Crown Hill Cemetery’s original main entrance stood on what is now Dr. Martin Luther King, Jr. Street. Built by John Pattison at a cost of $2,300, it consisted of a main central gate flanked by two narrower gates. It was opened on July 30, 1864, and razed in 1901.

Its replacement, which stood at the southwest corner of the cemetery, featured a Bedford limestone archway designed by Indianapolis architect Herbert Foltz. This entrance was closed in 1965 and demolished the following year due to the construction of nearby I-65 Interstate Highway.

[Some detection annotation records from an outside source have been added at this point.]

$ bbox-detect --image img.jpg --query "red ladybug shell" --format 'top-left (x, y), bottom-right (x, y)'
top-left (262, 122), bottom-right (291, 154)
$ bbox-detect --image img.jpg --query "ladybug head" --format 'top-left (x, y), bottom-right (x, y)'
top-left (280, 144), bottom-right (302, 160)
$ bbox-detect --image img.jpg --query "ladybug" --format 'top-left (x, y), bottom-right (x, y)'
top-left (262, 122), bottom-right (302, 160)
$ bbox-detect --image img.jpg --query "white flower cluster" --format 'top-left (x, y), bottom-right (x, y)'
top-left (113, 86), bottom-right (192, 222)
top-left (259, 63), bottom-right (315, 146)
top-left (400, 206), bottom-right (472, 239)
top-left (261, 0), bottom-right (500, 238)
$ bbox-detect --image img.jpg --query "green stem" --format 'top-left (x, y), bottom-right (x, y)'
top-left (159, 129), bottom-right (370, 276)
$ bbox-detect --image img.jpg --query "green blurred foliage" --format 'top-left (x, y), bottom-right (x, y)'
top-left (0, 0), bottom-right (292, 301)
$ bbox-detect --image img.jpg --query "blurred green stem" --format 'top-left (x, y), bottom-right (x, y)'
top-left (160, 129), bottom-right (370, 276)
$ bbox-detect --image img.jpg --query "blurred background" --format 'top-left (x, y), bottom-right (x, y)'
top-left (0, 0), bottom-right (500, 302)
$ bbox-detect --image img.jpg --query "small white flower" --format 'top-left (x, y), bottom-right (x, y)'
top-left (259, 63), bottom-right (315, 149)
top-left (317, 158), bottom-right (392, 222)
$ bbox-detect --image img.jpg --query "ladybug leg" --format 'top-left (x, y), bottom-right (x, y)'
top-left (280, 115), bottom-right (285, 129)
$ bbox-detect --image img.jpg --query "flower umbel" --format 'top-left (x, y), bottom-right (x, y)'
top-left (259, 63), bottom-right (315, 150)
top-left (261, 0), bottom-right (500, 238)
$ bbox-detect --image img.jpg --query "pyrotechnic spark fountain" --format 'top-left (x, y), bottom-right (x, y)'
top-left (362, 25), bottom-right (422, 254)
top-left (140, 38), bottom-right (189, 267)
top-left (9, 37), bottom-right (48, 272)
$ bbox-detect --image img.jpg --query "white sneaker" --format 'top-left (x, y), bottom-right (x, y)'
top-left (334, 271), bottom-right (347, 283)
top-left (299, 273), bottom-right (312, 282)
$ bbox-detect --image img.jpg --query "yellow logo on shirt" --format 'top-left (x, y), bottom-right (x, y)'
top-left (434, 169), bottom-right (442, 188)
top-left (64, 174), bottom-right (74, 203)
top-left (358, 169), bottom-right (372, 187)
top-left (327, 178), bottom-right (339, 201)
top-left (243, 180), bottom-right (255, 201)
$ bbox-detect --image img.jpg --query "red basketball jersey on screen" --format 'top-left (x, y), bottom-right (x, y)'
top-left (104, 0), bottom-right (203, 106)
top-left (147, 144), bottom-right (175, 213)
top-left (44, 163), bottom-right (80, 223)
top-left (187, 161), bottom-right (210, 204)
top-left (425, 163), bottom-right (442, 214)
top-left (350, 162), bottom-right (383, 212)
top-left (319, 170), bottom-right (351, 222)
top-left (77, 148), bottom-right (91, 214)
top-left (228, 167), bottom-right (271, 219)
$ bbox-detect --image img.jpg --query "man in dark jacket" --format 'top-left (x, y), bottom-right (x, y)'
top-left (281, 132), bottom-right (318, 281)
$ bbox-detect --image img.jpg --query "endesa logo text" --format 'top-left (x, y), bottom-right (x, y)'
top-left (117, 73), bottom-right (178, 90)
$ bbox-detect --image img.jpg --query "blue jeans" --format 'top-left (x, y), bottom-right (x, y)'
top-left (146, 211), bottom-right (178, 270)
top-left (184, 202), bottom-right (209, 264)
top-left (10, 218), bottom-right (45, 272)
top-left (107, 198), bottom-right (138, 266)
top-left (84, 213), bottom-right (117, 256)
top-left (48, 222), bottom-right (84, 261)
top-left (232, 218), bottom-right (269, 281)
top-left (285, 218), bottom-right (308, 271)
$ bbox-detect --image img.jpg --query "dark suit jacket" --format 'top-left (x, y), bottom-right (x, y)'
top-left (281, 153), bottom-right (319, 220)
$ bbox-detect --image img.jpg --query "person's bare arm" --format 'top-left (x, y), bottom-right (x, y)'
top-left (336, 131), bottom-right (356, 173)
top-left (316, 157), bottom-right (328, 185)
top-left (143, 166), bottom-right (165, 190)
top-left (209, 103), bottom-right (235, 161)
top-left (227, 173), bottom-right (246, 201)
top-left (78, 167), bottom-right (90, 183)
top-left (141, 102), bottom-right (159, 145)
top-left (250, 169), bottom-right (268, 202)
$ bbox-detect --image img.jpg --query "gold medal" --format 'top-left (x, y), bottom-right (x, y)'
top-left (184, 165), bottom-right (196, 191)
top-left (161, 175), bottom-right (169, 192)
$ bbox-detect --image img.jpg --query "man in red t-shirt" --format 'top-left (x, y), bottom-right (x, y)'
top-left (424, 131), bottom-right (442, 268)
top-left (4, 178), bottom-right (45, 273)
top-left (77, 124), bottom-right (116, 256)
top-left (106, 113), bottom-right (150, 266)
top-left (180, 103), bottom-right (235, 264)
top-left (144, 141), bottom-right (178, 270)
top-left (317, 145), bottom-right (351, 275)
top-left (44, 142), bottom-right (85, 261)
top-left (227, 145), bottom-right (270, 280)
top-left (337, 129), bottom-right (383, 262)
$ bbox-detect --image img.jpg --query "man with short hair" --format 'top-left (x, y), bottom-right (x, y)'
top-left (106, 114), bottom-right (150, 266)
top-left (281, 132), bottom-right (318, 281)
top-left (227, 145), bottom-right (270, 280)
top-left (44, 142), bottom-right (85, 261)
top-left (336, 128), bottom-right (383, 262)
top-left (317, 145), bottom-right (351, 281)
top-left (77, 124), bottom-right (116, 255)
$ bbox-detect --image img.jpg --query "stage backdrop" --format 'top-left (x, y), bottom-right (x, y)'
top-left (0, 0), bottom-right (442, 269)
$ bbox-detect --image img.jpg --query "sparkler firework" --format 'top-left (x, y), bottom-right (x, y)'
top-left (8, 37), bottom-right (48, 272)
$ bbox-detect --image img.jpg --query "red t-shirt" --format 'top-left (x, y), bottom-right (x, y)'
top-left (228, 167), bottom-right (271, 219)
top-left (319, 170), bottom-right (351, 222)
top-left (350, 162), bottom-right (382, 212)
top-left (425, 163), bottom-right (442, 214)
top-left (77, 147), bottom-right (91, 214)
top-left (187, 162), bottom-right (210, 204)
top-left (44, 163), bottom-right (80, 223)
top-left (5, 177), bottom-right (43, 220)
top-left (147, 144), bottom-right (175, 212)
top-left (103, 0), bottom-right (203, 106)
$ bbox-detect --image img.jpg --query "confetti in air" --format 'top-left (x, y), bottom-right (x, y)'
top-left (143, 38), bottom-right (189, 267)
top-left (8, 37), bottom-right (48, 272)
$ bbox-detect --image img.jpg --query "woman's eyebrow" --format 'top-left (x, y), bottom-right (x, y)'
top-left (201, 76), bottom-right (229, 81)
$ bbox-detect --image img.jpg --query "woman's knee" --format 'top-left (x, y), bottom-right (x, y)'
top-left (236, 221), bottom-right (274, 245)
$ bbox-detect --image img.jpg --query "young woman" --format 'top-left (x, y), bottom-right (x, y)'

Since 1885, the cemetery’s most impressive entrance has been at the intersection of 34th Street and Boulevard Place. In Crown Hill’s early days, 34th Street was a tree-shaded lane connecting the cemetery to the Westfield Pike (now Illinois Street). The triple arched Gothic Gates and the adjoining Waiting Station Building were designed by Indianapolis architect Adolph Scherrer and completed just in time for the funeral procession of Vice President Thomas A. Hendricks on November 30, 1885. Originally the cemetery’s administrative office, the Waiting Station is a stone-trimmed brick structure with decorative encaustic tile. Its interior is decorated with intricately carved oak and cherry woodwork, and it features wooden venetian blinds, among the first installed in the United States.

Historic Landmarks of Indiana restored the Waiting Station between 1970 and 1971, after which it served as their offices until 1990. The Life Center, a grief counseling organization, used it as a headquarters in the early 1990s. By 1996, the Waiting Station had been returned to Crown Hill’s use and it underwent renewed restoration in 2001.

To the south of the main entrance archway stands a sentry house. This was designed by the architectural firm of Vonnegut and Bohn and added in 1904.